Re: [LSF/MM/BPF TOPIC] Reimagining Memory Cgroup (memcg_ext)

From: Shakeel Butt

Date: Wed Mar 11 2026 - 16:41:10 EST


On Wed, Mar 11, 2026 at 03:19:31PM +0800, Muchun Song wrote:
>
>
> > On Mar 8, 2026, at 02:24, Shakeel Butt <shakeel.butt@xxxxxxxxx> wrote:
> >

[...]

> >
> > Per-Memcg Background Reclaim
> >
> > In the new memcg world, with the goal of (mostly) eliminating direct synchronous
> > reclaim for limit enforcement, provide per-memcg background reclaimers which can
> > scale across CPUs with the allocation rate.
>
> Hi Shakeel,
>
> I'm quite interested in this. Internally, we privately maintain a set
> of code to implement asynchronous reclamation, but we're also trying to
> discard these private codes as much as possible.
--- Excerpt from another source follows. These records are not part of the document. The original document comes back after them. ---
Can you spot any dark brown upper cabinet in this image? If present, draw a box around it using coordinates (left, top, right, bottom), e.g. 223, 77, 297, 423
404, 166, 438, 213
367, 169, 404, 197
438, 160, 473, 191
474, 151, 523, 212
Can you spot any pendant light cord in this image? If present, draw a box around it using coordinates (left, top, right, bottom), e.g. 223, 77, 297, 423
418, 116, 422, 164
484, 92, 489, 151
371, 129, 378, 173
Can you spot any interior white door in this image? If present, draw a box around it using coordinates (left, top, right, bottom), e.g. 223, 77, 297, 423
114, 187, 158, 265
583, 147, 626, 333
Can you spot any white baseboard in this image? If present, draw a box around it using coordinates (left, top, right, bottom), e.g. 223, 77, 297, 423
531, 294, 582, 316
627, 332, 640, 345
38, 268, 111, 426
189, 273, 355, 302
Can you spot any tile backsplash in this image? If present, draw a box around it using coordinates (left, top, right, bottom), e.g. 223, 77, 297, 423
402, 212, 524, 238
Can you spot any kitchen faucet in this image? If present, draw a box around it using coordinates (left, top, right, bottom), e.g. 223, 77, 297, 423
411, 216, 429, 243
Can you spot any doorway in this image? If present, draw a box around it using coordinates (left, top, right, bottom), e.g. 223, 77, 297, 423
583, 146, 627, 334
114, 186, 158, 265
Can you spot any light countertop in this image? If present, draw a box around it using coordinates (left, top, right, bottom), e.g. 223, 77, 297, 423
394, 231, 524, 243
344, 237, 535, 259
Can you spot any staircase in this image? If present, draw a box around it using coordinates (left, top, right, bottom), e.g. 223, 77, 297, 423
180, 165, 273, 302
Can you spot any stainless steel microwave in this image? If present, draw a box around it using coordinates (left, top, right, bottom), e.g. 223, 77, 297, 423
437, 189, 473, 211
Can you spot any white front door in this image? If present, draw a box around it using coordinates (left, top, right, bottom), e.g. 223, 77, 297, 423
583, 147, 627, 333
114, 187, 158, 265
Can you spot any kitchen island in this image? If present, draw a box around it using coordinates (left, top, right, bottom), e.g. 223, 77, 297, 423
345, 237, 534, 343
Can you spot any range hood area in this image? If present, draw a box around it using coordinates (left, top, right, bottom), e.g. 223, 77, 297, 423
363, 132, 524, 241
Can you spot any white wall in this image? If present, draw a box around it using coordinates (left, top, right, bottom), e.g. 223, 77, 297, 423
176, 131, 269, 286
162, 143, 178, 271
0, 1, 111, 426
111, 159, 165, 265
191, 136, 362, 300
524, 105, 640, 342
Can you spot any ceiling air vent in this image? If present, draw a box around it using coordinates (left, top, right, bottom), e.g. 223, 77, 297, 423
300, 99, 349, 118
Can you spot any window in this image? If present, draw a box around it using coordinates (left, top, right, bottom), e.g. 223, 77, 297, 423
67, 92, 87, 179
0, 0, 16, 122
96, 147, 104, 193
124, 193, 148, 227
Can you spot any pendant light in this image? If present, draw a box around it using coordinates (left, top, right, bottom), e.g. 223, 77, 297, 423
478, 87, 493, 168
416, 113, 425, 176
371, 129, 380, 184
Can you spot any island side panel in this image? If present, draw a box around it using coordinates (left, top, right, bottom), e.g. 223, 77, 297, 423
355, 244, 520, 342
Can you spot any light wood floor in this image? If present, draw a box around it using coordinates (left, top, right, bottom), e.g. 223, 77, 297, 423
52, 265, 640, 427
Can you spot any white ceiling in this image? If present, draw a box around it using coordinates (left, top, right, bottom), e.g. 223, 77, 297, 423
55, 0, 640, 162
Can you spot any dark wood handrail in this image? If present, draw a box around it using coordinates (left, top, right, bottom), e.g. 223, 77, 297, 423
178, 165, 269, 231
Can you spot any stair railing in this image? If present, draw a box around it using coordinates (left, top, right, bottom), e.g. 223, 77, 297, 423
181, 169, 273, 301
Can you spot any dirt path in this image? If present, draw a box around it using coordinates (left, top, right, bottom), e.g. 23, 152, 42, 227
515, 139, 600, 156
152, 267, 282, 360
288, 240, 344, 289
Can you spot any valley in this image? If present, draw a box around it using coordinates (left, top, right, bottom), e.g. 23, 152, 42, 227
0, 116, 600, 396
Therefore, we want to
> implement a similar asynchronous reclamation mechanism in user space
> through the memory.reclaim mechanism. However, currently there's a lack
> of suitable policy notification mechanisms to trigger user threads to
> proactively reclaim in advance.

Cool, can you please share what "suitable policy notification mechanisms" you
need for your use-case? This will give me more data on the comparison between
memory.reclaim and the proposed approach.


>
> >
> > Lock-Aware Throttling
> >
> > The ability to avoid throttling an allocating task that is holding locks, to
> > prevent priority inversion. In Meta's fleet, we have observed lock holders stuck
> > in memcg reclaim, blocking all waiters regardless of their priority or
> > criticality.
>
> This is a real problem we encountered, especially with the jbd handler
> resources of the ext4 file system. Our current attempt is to defer
> memory reclamation until returning to user space, in order to solve
> various priority inversion issues caused by the jbd handler. Therefore,
> I would be interested to discuss this topic.

Awesome, do you use memory.max and memory.high both and defer the reclaim for
both? Are you deferring all the reclaims or just the ones where the charging
process has the lock? (I need to look what jbd handler is).